[SGVLUG] Needing Home Asistance re-installing Debian, here in Sherman Oaks
Jeff Carlson via SGVLUG
sgvlug at sgvlug.net
Tue Sep 12 23:43:39 PDT 2017
Hi all,
I feel that Chime's email deserves a bit of explanation. I am one of
the people who has helped him with his computers in the past but his
current needs exceed my alotment of spare time.
I built the second computer which he spoke of. Think of it as a NAS
running Debian. It has software RAID with LVM on top of it. Most of
the space in the volume group is unallocated -- I did that just to
allow flexibility with future decisions. Suffice it to say there's
plenty of space to back up his primary machine onto it.
The main reason I don't have time to work on his machine is that he
has four sound cards and I don't know enough about them nor have the
time to learn all about configuring them to work the way they used to.
The second reason is the previously mentioned DecTalk. Most people
have likely never heard of such a device, but suffice it to say it's a
hardware text-to-speach adapter. There is Linux support, it does
require a driver which I think is open source but not in the mainline
kernel tree. I'm not positive it can be compiled as 64-bit. I did
not compile the last kernel he's using. And the person who did
deleted the .config and the source tree so we have no trail to follow.
So that main computer is a somewhat older but 64-bit PC, running
Debian and I forget which version. The apt/deb database is completely
corrupted and unusable to the best of my knowlege and the compiler is
hosed but I forget what the problem is. Basically there's no way to
get new software onto the machine. The current installation is 32-bit
and that's why I wonder if the DecTalk drivers will work with a 64-bit
installation.
The machine needs to be backed up and re-installed from scratch.
There are plenty of software components that don't work. Someone
needs to come in and reconfigure his multiple sound cards so they can
work together again. I can help out with the backup and the second
machine if I'm needed but I don't have time to learn all about sound
cards right now. Also, the primary machine doesn't have NFS client
drivers, nor CIFS or FUSE, so moving files around is a bit of a
challenge and the reason I left a thumb drive with Debian Live plugged
in the back of the box. If you boot the thumb drive at least then you
can use apt to install Btrfs drivers and whatever else you need to
work with the machine, but then you lose speach and DecTalk.

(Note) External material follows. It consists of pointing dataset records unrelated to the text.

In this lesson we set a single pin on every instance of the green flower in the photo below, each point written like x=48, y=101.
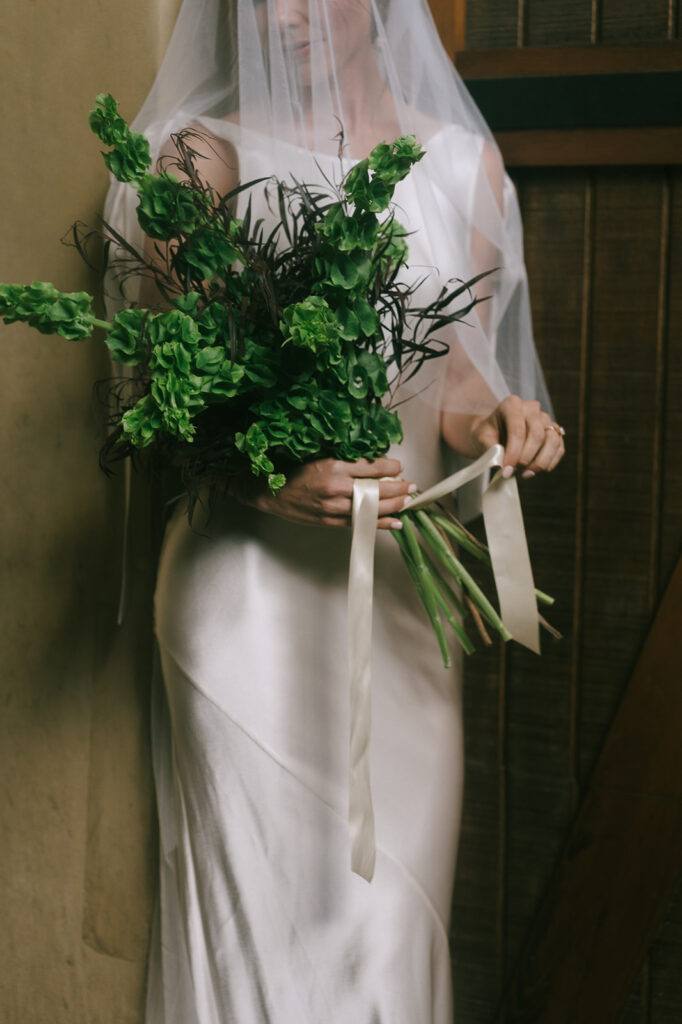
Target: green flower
x=254, y=444
x=130, y=157
x=126, y=340
x=310, y=324
x=48, y=310
x=391, y=162
x=167, y=208
x=142, y=423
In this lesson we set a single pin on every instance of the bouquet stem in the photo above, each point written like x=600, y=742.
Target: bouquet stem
x=426, y=546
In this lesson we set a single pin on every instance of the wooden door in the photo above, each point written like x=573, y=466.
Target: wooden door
x=601, y=197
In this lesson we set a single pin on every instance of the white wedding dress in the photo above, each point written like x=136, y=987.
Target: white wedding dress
x=261, y=921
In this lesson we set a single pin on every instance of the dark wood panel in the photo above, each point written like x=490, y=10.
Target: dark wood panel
x=531, y=61
x=609, y=892
x=493, y=24
x=549, y=22
x=635, y=20
x=592, y=147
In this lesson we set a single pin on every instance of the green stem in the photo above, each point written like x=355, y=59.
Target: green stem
x=482, y=554
x=444, y=553
x=417, y=567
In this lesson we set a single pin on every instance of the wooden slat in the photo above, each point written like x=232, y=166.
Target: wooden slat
x=592, y=147
x=549, y=22
x=495, y=23
x=542, y=60
x=624, y=855
x=626, y=20
x=451, y=17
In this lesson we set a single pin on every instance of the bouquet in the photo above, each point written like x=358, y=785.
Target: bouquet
x=271, y=347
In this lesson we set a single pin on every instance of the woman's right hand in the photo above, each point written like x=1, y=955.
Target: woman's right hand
x=320, y=493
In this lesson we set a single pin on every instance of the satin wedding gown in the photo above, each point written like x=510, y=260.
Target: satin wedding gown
x=261, y=920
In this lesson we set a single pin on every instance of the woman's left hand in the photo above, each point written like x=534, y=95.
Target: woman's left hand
x=533, y=442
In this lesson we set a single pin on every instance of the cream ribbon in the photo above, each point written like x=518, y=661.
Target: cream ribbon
x=360, y=585
x=518, y=609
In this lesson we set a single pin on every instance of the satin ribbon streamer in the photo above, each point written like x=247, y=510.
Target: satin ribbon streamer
x=360, y=585
x=518, y=608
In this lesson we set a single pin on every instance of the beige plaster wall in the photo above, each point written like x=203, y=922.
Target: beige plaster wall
x=78, y=844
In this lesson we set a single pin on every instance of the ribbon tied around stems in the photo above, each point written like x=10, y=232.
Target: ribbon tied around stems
x=518, y=608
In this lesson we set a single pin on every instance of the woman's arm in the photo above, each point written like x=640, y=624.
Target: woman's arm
x=531, y=442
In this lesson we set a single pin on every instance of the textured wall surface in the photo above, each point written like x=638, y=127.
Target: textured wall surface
x=76, y=809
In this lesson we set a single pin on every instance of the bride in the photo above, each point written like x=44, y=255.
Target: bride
x=260, y=919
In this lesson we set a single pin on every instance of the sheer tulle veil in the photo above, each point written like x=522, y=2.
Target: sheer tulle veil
x=276, y=79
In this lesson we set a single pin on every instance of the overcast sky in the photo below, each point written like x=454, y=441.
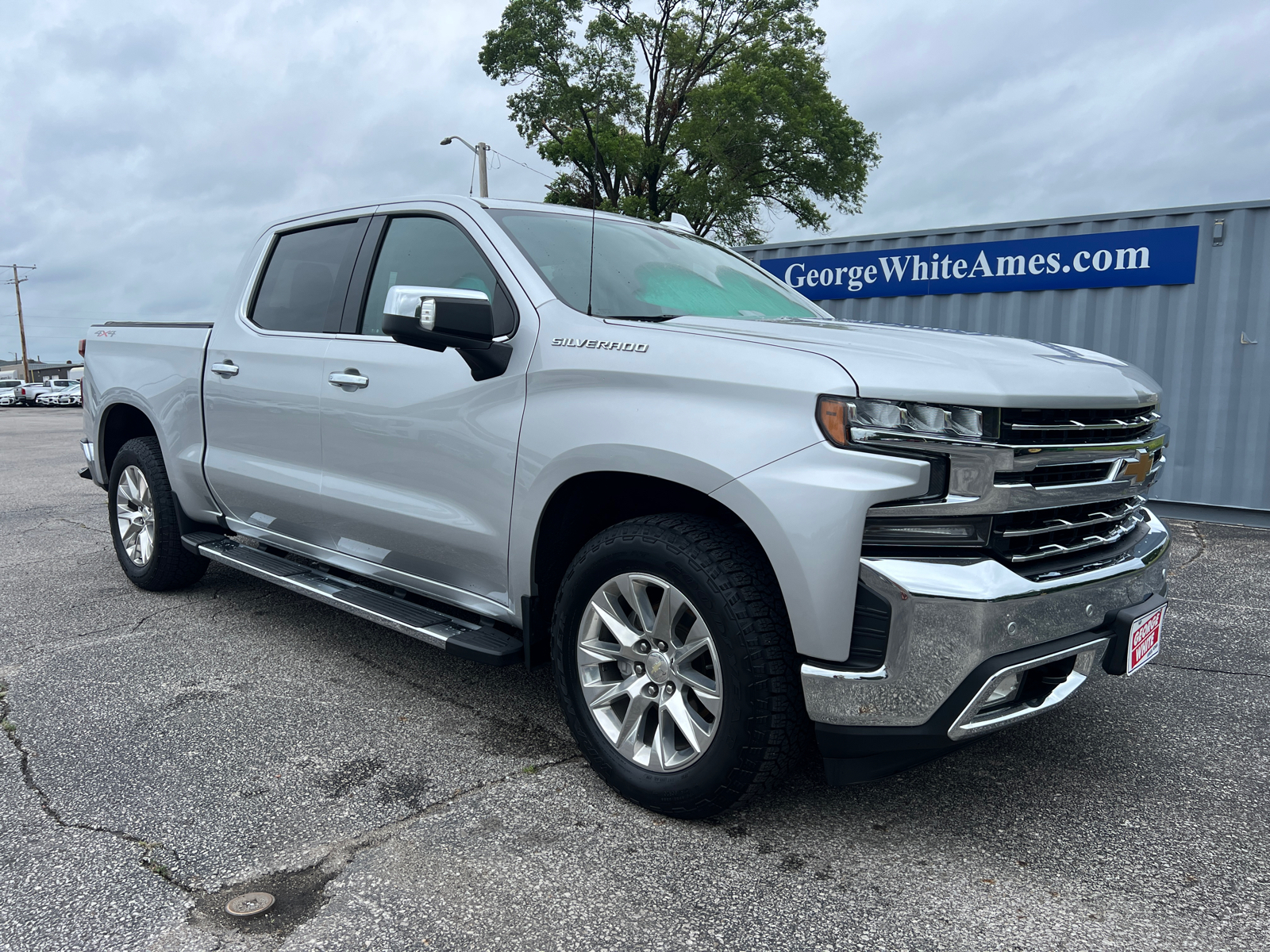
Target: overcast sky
x=144, y=144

It has been more than six months since I have been over there, so I
forget some details. Grub was screwed up but I think I fixed that as
best as I could. There was some issue where the DHCP client was
actually grabbing every lease available but never bringing the NIC
up. I found a fix for that by restoring some file from a Btrfs
snapshot, but I had to clear all the snapshots after that because they
were consuming 100% of his disks, and thus the reason we built the
other machine to be like a NAS ... and then discover there were no
remote file system drivers and no way to add them. Do I make the
picture clear?
Alright, we need someone who knows some stuff about sound cards from
the command line, someone comfortable with compiling a new kernel
module for a piece of hardware originally introduced to the consumer
market in 1984 (but has remained the state-of-the-art in the field
ever since), and someone willing to make the trek over to Sherman
Oaks. If you know a lot about Debian, maybe how to re-build the
apt/deb database, that's great, too.